10 喪失の夜

 ◆8



「少し帰りが遅くなります。いろいろと予定外のことが起きてしまいまして。ガスパーさんも一緒です。お伝えしたいことが山とあるので、仕事を片付けて待っていてくださると助かるのですが」


 何度聞き直しても同じ声を届けてくる通信端末を机上に置き、スカーレットは掛け時計を見上げた。とりどりの妖精たちで賑わう文字盤は、時刻が9時を回ったことを知らせている。

 彼の助言通りに仕事を切り上げ、寝仕度を済ませて待っていたというのに、当人は一向に現れなかった。
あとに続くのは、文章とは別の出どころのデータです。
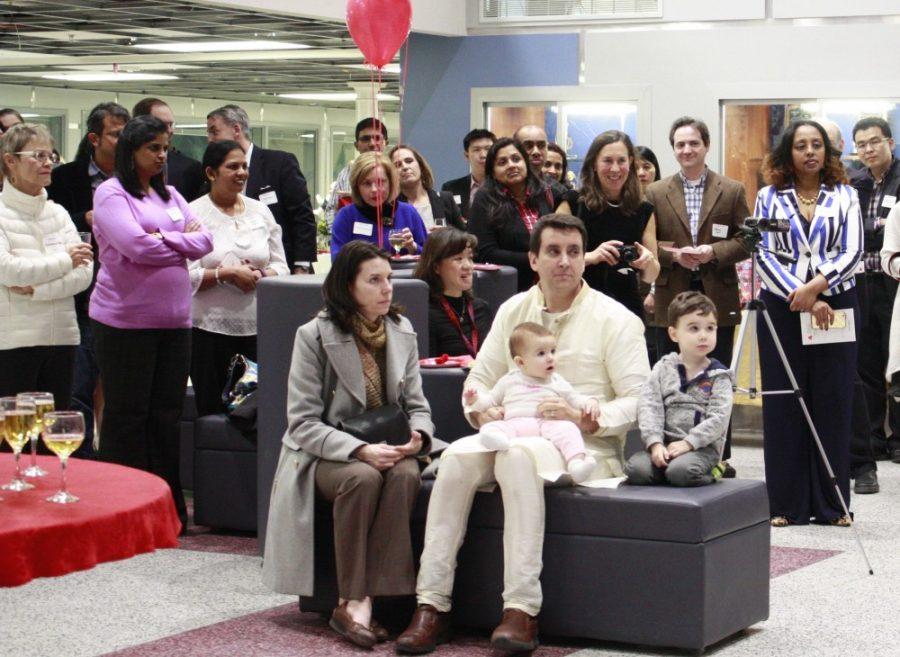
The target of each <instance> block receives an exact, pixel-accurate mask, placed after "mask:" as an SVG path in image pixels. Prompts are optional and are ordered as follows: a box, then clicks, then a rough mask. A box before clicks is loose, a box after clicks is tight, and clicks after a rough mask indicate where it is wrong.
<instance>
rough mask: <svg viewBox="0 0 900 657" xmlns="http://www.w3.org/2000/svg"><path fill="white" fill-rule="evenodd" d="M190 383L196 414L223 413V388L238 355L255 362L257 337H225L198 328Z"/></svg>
mask: <svg viewBox="0 0 900 657" xmlns="http://www.w3.org/2000/svg"><path fill="white" fill-rule="evenodd" d="M191 339H192V343H191V383H193V384H194V399H195V400H196V401H197V415H198V416H201V415H213V414H215V413H224V412H225V407H224V406H223V405H222V389H223V388H224V387H225V379H226V375H227V374H228V365H229V363H231V359H232V357H233V356H234V355H235V354H243V355H244V356H246V357H247V358H249V359H250V360H253V361H255V360H256V336H255V335H223V334H221V333H212V332H210V331H204V330H203V329H198V328H195V329H193V330H192V335H191Z"/></svg>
手持無沙汰に通信を試みてみても、無機質な呼び出し音が流れるばかりで、繋がる気配はないのだった。


「レンリ……」


 静謐せいひつな室内を、寂しげな声が漂う。ぽっかりと空いた予定を再び埋める気にはなれず、ふらりと自室を抜け出した。

 並んだ扉を二つ超えて、3つ目の扉の前へ。ノブを回して、主が不在であることを確かめる。

 暫時、彼女はその場に立ち尽くしていた。

 通信端末ミミアに音声メッセージが届いてから、すでに4時間以上が経過している。自分自身ならまだしも、彼が約束を違えるなど考えられない。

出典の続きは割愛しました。